Second of all, perception of a 'good' person is relative. In fact, it's arguably an impossible concept to define.
Yes, whilst the majority of us would agree on the fact that Mother Teresa was an inherently 'good' person, others may argue that an altruistic lifestyle is actually just self-interest disguised as selflessness.
If a person is seen to be altruistic, it means they're perceived as selfless and caring; behaving in a way that benefits others rather than themselves, which is, at face value, a description of Mother Teresa.
However, there's a contrary argument that there is no such thing as altruism, and that all human action is driven by self-interest, be it consciously or not.
This is known as 'psychological egoism', and it essentially argues that the 'good' things we do are motivated by our personal need to look and feel good about ourselves.
In essence, it concludes that we are all inherently selfish.
Even you, Mother Teresa.
And, realistically speaking, if this is the case, we cannot possibly label ourselves to be 'good' or 'bad', because different people perceive that kind of behaviour in different ways!
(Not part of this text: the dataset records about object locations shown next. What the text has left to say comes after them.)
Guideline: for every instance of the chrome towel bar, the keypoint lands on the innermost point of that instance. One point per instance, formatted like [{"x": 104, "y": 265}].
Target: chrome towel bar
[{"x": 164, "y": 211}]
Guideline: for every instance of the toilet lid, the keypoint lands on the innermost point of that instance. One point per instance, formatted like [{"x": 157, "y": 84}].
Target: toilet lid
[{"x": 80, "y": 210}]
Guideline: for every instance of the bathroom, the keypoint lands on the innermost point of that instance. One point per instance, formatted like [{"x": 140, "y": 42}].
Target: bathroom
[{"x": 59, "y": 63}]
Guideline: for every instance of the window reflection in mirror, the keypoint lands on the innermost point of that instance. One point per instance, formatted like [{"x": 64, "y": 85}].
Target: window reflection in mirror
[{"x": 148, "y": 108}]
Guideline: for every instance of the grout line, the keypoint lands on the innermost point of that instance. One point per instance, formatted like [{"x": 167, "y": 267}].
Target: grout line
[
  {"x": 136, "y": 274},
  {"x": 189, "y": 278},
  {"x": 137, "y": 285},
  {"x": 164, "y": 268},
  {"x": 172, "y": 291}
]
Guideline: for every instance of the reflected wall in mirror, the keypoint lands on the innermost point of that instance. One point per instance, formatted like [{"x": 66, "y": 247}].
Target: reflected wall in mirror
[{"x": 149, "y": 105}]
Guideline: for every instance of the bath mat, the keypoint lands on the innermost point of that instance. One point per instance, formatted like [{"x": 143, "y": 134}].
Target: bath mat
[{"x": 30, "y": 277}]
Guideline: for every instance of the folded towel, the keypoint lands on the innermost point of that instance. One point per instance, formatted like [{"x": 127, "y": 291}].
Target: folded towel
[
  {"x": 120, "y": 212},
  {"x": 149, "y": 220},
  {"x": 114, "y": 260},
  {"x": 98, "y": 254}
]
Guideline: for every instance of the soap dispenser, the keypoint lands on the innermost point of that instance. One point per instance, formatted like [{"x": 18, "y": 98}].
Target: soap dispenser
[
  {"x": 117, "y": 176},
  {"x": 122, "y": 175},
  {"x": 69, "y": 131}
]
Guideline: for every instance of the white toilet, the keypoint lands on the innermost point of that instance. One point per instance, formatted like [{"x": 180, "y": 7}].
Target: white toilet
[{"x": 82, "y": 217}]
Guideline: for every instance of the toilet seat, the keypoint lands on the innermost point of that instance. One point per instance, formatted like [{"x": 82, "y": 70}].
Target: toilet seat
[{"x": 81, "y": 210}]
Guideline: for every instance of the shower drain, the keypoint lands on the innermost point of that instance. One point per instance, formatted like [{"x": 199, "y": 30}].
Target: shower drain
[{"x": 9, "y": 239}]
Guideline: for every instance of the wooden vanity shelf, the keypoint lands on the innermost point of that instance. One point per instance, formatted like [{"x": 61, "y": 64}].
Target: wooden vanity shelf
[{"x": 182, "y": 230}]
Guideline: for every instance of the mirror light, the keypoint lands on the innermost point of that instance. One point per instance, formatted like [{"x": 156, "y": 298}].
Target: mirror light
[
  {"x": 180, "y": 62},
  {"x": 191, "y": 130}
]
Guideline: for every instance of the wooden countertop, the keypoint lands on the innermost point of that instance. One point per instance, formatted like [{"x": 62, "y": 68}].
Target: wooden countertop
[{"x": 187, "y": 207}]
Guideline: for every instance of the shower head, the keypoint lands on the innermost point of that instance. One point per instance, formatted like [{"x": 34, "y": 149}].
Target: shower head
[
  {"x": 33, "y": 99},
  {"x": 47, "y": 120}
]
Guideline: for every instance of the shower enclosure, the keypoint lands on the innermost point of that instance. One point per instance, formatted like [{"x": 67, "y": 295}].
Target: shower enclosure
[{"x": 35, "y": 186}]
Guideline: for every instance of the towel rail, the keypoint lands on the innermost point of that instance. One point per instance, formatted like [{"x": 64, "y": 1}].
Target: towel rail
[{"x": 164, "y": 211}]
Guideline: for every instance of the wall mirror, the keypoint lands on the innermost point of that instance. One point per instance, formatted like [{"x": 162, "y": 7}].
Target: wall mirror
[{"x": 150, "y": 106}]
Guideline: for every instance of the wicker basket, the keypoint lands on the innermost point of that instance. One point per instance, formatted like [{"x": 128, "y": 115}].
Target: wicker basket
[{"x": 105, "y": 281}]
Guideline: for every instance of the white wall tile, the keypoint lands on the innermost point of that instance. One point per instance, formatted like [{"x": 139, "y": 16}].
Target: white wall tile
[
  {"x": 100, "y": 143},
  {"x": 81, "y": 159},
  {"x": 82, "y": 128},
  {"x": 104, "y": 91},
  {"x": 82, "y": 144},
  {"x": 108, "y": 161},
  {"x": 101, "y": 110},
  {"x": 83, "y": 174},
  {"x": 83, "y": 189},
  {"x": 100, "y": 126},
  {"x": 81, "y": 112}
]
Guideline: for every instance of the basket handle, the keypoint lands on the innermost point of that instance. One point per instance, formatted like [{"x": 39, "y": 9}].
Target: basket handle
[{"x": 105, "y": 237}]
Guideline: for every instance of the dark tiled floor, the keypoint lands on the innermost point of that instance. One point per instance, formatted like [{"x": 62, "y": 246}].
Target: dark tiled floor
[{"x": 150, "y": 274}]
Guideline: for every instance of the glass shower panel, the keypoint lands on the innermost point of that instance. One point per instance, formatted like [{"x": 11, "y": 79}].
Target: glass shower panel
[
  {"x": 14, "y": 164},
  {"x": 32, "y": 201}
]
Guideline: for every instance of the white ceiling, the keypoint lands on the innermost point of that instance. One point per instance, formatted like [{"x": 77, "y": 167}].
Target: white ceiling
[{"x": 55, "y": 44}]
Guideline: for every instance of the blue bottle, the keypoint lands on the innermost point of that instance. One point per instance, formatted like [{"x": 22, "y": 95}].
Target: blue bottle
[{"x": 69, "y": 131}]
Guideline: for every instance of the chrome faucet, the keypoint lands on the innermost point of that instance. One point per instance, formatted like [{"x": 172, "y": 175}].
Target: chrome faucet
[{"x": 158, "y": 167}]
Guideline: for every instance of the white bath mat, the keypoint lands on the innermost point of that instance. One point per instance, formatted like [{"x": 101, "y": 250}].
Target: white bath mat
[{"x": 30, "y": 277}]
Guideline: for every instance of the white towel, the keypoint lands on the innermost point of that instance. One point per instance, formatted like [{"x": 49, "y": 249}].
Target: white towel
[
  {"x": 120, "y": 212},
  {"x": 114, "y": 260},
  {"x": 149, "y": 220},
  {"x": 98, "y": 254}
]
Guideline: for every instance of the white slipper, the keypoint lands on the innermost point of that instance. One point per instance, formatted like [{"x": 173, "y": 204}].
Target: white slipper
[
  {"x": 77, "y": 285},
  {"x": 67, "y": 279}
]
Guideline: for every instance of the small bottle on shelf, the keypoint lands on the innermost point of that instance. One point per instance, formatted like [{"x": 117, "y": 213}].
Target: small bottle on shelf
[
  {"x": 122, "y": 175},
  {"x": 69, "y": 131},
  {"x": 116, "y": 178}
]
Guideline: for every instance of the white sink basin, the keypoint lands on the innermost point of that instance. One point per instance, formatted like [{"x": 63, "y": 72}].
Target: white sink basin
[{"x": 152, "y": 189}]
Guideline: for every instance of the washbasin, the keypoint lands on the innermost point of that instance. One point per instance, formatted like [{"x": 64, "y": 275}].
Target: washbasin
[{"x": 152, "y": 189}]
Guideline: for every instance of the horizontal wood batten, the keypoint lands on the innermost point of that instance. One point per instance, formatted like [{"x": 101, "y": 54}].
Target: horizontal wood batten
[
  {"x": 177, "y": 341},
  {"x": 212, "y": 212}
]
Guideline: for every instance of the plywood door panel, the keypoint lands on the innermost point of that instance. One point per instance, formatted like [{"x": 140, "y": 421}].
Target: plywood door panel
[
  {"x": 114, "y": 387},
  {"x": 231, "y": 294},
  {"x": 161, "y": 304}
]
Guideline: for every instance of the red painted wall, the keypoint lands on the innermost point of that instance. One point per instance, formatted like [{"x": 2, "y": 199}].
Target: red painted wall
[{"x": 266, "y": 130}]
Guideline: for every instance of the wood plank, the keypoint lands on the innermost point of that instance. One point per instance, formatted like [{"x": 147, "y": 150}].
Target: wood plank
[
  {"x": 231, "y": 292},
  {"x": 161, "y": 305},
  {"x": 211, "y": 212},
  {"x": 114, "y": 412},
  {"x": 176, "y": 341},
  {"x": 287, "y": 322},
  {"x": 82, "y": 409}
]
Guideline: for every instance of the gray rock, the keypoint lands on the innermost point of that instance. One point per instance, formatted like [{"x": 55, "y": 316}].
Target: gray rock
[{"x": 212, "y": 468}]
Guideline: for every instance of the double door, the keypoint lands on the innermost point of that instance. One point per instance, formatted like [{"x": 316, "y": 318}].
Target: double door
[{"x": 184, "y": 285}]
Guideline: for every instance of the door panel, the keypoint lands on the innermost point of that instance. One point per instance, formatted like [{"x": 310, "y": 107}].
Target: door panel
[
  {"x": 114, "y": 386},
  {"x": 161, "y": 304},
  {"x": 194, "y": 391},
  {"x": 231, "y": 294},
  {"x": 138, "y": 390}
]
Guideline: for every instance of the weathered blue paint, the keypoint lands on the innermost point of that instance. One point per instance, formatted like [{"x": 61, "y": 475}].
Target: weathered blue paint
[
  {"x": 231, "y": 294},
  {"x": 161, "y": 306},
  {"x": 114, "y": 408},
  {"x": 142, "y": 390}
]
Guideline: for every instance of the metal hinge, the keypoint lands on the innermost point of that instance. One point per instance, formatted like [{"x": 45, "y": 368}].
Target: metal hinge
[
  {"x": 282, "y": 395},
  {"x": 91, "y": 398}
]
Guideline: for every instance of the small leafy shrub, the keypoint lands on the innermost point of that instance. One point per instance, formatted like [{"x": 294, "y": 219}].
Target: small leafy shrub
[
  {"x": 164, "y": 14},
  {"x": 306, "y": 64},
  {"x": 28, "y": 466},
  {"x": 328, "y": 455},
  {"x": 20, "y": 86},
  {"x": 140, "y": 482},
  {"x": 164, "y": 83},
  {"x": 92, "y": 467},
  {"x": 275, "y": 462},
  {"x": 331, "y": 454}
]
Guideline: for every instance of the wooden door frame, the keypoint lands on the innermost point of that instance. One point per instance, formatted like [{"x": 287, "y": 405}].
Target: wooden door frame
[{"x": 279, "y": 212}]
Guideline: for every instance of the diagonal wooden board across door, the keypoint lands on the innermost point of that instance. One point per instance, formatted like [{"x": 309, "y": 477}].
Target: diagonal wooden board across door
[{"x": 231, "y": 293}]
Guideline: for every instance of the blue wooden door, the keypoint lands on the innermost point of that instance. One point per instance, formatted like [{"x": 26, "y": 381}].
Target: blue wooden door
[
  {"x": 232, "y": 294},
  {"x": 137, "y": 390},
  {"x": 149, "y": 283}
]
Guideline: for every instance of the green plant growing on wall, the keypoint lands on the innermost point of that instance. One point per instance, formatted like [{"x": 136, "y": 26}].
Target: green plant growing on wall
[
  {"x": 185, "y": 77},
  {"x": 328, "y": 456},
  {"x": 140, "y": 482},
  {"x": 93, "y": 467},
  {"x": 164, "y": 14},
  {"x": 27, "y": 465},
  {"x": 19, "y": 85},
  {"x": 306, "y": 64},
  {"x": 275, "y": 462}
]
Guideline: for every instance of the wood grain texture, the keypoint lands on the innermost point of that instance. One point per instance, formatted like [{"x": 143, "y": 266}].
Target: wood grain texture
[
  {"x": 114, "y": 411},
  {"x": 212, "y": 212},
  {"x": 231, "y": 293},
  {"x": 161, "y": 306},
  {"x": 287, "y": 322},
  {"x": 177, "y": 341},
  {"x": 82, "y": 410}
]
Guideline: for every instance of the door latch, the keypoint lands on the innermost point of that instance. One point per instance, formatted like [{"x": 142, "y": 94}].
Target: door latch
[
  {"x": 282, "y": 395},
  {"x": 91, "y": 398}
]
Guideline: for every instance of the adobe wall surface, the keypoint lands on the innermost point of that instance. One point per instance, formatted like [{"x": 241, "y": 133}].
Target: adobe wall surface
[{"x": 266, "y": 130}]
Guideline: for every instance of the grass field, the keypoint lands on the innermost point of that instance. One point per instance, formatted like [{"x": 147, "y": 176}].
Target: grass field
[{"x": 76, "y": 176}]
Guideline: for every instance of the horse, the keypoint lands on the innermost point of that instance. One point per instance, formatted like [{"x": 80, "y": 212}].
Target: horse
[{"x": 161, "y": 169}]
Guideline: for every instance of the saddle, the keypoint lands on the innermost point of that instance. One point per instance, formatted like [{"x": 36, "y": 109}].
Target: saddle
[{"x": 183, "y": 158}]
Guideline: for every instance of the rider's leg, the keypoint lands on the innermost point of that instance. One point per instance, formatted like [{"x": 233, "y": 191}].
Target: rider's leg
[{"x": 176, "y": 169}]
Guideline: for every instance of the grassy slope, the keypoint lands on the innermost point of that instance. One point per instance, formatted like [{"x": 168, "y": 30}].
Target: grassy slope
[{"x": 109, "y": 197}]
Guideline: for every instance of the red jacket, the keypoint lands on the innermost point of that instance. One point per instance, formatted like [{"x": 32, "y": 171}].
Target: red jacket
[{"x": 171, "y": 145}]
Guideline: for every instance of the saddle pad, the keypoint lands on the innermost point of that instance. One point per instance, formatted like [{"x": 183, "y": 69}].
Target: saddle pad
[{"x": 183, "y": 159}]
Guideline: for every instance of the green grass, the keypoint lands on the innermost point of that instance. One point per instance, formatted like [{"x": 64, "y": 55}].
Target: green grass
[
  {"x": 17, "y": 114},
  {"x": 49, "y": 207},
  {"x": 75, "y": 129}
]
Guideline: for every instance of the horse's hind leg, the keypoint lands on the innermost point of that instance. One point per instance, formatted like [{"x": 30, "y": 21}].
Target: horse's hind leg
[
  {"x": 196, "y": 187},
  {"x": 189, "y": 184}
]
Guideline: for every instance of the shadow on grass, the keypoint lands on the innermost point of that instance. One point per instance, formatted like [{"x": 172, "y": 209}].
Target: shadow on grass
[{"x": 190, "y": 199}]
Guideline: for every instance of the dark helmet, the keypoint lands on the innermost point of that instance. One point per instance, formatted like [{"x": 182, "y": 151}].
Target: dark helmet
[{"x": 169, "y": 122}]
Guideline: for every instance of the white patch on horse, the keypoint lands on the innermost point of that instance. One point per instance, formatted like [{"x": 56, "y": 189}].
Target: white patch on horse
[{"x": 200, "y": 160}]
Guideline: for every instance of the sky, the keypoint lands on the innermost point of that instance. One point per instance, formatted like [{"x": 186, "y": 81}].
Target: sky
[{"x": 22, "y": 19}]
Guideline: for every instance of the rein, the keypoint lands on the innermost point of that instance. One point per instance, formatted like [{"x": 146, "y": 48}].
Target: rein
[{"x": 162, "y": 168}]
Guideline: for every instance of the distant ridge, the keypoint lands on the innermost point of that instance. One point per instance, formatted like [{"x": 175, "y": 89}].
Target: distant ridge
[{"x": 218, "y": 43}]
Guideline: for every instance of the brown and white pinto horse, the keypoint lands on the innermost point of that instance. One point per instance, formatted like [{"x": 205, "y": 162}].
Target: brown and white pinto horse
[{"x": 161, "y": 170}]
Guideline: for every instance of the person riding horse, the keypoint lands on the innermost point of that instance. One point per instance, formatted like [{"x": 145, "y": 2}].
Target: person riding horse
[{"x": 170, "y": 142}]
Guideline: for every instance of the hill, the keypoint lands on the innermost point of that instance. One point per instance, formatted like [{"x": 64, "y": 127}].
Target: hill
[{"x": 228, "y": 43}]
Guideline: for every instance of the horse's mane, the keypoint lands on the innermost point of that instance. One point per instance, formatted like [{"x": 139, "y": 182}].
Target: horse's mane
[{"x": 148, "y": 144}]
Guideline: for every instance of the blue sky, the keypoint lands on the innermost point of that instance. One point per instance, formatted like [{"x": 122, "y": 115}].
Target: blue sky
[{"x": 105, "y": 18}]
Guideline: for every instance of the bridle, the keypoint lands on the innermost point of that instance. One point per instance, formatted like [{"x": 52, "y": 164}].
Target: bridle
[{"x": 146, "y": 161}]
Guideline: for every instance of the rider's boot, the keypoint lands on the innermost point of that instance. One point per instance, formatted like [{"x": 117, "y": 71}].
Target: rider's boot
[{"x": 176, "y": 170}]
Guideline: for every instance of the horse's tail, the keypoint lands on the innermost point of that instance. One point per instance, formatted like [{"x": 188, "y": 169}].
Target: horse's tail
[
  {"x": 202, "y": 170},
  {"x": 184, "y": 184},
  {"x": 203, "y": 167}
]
But, regardless of anything I've said above, I think the most important thing to remember (and also the hardest pill to swallow) is:
If you've done great things, great. If you've done terrible things, fine. People don't actually care all that much.
Now, please don't get me wrong, I'm not telling you that nobody cares about you as a person. Of course your loved ones want to see you do well! They want to see you do good things, and, sure, they're going to call you out if they feel you've done wrong.
But, it seems to be the case that, rather than worrying about the opinions of those that love us, we torture ourselves over the opinions of those that barely even know us.
I remember a few years ago, I was going through a relatively ugly break-up, and all I kept thinking was:
What is he saying to others about me?
What if he's painting me in the completely wrong light?
What if some people believe his side of things over mine?
Then, one day, after an ample amount of tears had been shed, someone said something to me that I will never, ever forget.
"Chloe, other people have better things to do than to think about you."
And, although at the time it felt really harsh (like, really, really harsh), it turned out to be one of the best pieces of advice I'd ever received.
Because, no matter what you've done in the past, no matter what mistakes you've made, life moves on. People move on. You move on.
So, the next time you're worrying about whether or not you come across as a 'good' person, ask yourself, instead, if it even really matters.
As long as you keep trying to be the best version of yourself, for yourself, then no one can ask anymore of you than that.
So, stop looking for approval from others. Start looking for it within yourself.